C’est lié, la forêt et la musique, quelque part. Quand j’ai peur de la forêt, j’ai peur de moi, bien sûr, voyez-vous, j’ai peur de moi depuis la puberté, n’est-ce pas. Dans la forêt avant la puberté, je n’avais pas peur.
   Et la musique m’épouvante aussi. […] La musique, ça me… enfin, ça me bouleverse et je ne peux pas l’écouter, alors que je pouvais quand j’étais jeune, quand j’étais ignorante, encore, et naïve, je pouvais écouter la musique. Maintenant, ça m’est très difficile d’en entendre sans en être… enfin… bouleversée… Bien sûr, on ne peut pas parler de la musique, je ne peux pas vous parler de la musique. Elle ne fera plus peur à un moment donné. Pour le moment elle fait peur, comme le futur fait peur. Je pense que des gens comme Bach, par exemple, Bach était sans intelligence de sa propre musique. […] On ne peut voir [ou entendre] de cette façon qu’en étant quelque part insensible… On ne peut voir avec cette acuité-là que si cette acuité est sans répercussion. Sans cela, on meurt. Bach serait mort s’il avait su ce qu’il faisait. D’ailleurs, vous savez, il n’a pas dit une seule chose durant sa vie qui mérite d’être retenue37.

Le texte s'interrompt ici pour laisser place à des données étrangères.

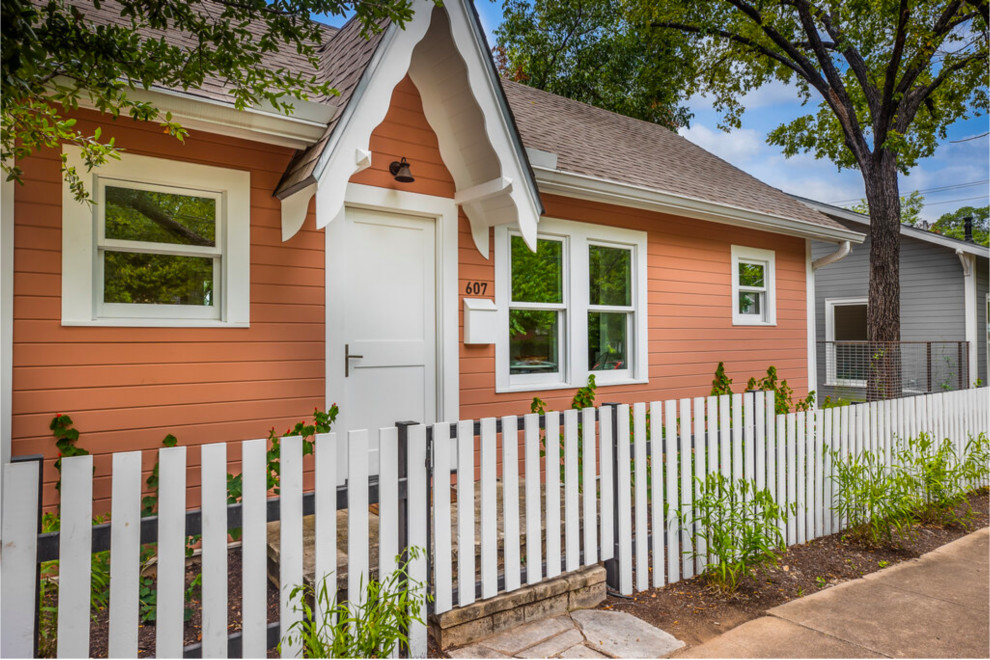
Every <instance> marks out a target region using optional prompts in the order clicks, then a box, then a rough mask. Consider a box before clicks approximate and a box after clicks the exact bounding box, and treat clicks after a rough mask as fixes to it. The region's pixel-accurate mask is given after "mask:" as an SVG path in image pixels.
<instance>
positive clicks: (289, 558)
mask: <svg viewBox="0 0 990 660" xmlns="http://www.w3.org/2000/svg"><path fill="white" fill-rule="evenodd" d="M367 437H368V434H367V433H363V434H362V438H361V440H362V441H361V442H360V444H355V442H354V441H353V440H352V442H351V446H350V447H349V448H348V449H349V451H348V457H349V460H350V461H351V463H352V466H353V462H354V461H355V456H360V457H363V460H364V475H365V476H364V481H361V480H360V479H357V480H355V472H354V470H353V469H351V470H350V472H349V477H348V478H349V481H348V485H349V486H350V485H353V486H354V488H355V489H358V490H360V489H361V488H362V486H361V484H364V488H363V492H364V493H365V495H364V499H363V500H362V499H360V497H357V498H355V500H357V501H355V500H350V499H349V500H348V507H349V511H348V516H347V519H348V522H349V524H350V529H349V530H348V532H347V533H348V540H350V539H355V534H359V536H358V537H357V539H364V540H365V544H364V554H363V556H362V555H361V554H360V553H359V552H358V550H357V549H356V548H354V547H352V545H354V544H352V543H348V548H347V557H348V560H349V561H352V562H353V563H352V564H351V565H350V566H349V567H348V573H350V575H349V576H348V577H350V578H351V580H349V582H353V583H354V584H355V589H351V588H350V584H349V585H348V592H347V597H348V599H349V600H352V599H354V594H355V592H356V591H355V590H356V584H357V578H359V577H361V576H363V578H364V584H365V585H366V584H367V583H368V576H367V574H368V544H367V538H368V515H367V512H368V495H367V492H368V486H367V483H368V482H367V479H368V477H367V475H368V454H367V447H368V441H367ZM279 463H280V469H279V487H278V488H279V520H280V522H279V539H278V563H279V576H278V585H279V622H280V624H281V633H282V637H283V638H285V636H286V633H288V632H289V630H290V629H291V628H292V626H293V625H295V624H296V622H299V621H302V611H301V608H299V606H298V604H293V603H292V602H291V599H290V596H291V594H292V590H293V589H295V588H296V587H298V586H300V585H302V583H303V568H302V566H303V547H302V438H301V437H299V436H292V437H289V438H282V442H281V448H280V452H279ZM348 495H350V493H348ZM362 502H363V504H364V507H363V508H361V507H360V505H361V503H362ZM355 509H357V511H356V512H355ZM361 512H363V513H364V515H363V516H362V515H359V514H360V513H361ZM362 519H363V521H364V524H363V526H359V523H360V521H361V520H362ZM357 539H355V541H356V540H357ZM359 601H360V602H362V603H363V602H364V595H363V594H360V597H359ZM282 657H283V658H300V657H302V645H301V643H300V640H299V638H298V636H296V637H295V639H293V640H292V642H291V643H283V644H282Z"/></svg>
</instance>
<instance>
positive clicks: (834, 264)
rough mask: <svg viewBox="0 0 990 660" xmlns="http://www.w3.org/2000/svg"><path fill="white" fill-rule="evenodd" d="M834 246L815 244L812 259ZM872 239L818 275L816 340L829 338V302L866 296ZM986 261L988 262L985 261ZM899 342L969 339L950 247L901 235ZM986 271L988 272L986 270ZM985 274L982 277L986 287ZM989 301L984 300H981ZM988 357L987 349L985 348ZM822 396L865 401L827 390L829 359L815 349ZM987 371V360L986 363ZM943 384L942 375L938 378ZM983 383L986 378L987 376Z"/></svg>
mask: <svg viewBox="0 0 990 660" xmlns="http://www.w3.org/2000/svg"><path fill="white" fill-rule="evenodd" d="M840 222H842V223H843V224H844V225H846V226H847V227H849V228H850V229H853V230H855V231H860V232H862V231H864V230H865V229H866V228H865V227H863V226H862V225H859V224H857V223H852V222H848V221H840ZM835 249H836V246H835V245H834V244H831V243H821V242H818V241H812V246H811V254H812V258H814V259H817V258H819V257H822V256H824V255H826V254H829V253H831V252H834V251H835ZM869 258H870V239H869V236H867V238H866V240H865V241H864V242H863V243H862V244H861V245H854V246H853V249H852V253H851V254H850V255H849V256H847V257H846V258H845V259H843V260H842V261H839V262H838V263H834V264H831V265H828V266H825V267H824V268H820V269H819V270H817V271H816V272H815V324H816V338H817V339H818V340H819V341H824V340H825V300H826V299H827V298H866V297H867V296H868V293H869V288H868V286H869V284H868V283H869V277H870V269H869ZM984 263H985V262H984ZM900 268H901V269H900V279H901V340H902V341H964V340H965V339H966V321H965V314H966V313H965V305H966V302H965V293H964V291H963V277H962V264H960V262H959V258H958V257H957V256H956V255H955V253H954V252H953V251H952V250H951V249H948V248H945V247H942V246H939V245H934V244H932V243H928V242H925V241H920V240H917V239H914V238H910V237H907V236H901V267H900ZM983 270H984V271H985V270H986V269H983ZM986 275H987V274H986V272H984V273H983V276H984V283H983V286H984V287H986ZM981 299H982V300H985V297H984V298H981ZM983 351H984V356H985V351H986V346H985V343H984V346H983ZM817 353H818V355H817V363H818V375H819V377H818V380H819V392H820V396H822V397H823V396H826V395H832V396H836V395H838V396H843V397H846V398H849V397H861V396H862V395H863V391H862V389H856V388H848V387H844V388H840V390H841V391H836V389H835V388H830V387H826V386H825V385H824V382H825V355H824V352H823V351H821V350H819V351H817ZM982 364H983V369H984V371H985V369H986V359H985V357H984V359H983V360H982ZM933 377H934V378H936V379H938V380H941V379H942V378H943V377H944V375H934V374H933ZM984 380H986V379H985V378H984Z"/></svg>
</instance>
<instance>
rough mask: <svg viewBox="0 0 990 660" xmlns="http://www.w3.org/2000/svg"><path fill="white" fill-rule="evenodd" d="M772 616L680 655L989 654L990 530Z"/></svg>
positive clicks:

Par cette accusation, surprenante, du manque de sensibilité de Bach, l’auteure semble sous-entendre qu’à ses yeux, le compositeur aurait présenté certains symptômes de folie ou, du moins, manifesté une pauvreté d’esprit qui l’aurait préservé, fort heureusement, de la tentation du discours théorique. La musique, à l’instar de la forêt, appartiendrait en ce sens aux fous, à l’enfance et aux femmes – trois instances lacunaires ou fêlées du sujet, dont l’incomplétude même, envisagée comme une réserve de créativité, entraîne l’ouverture au monde et à sa rumeur infinie, indiscrète et pourtant de tout temps indifférenciée. Ouverture nécessaire, qui rejoint la logique de dé-coïncidence conditionnelle, selon Herman Parret, à l’activation du phénomène échoïque :

[…] vivre la résonance est l’expérience d’une suite d’écarts sans fins, non pas d’une suite d’unités sonores identiques mais bien plutôt d’une concaténation sonore dont les ingrédients se maintiennent “en tension” et en confrontation. C’est que le “entre” qui oppose les points de la ligne résonante n’a pas d’en soi, n’a pas d’essence, n’a rien en propre, et n’existe que comme ressource d’une expérience sonore spatio-temporalisante en attente et jamais achevée38.

Dès lors l’écriture peut-elle s’entendre comme une caisse de résonance : « Qui écrit résonne, et en résonnant, répond : il partage l’engagement d’une voix du dehors. Il s’y engage à son tour, il rend polyphonique la voix qui lui parvenait monodique »39.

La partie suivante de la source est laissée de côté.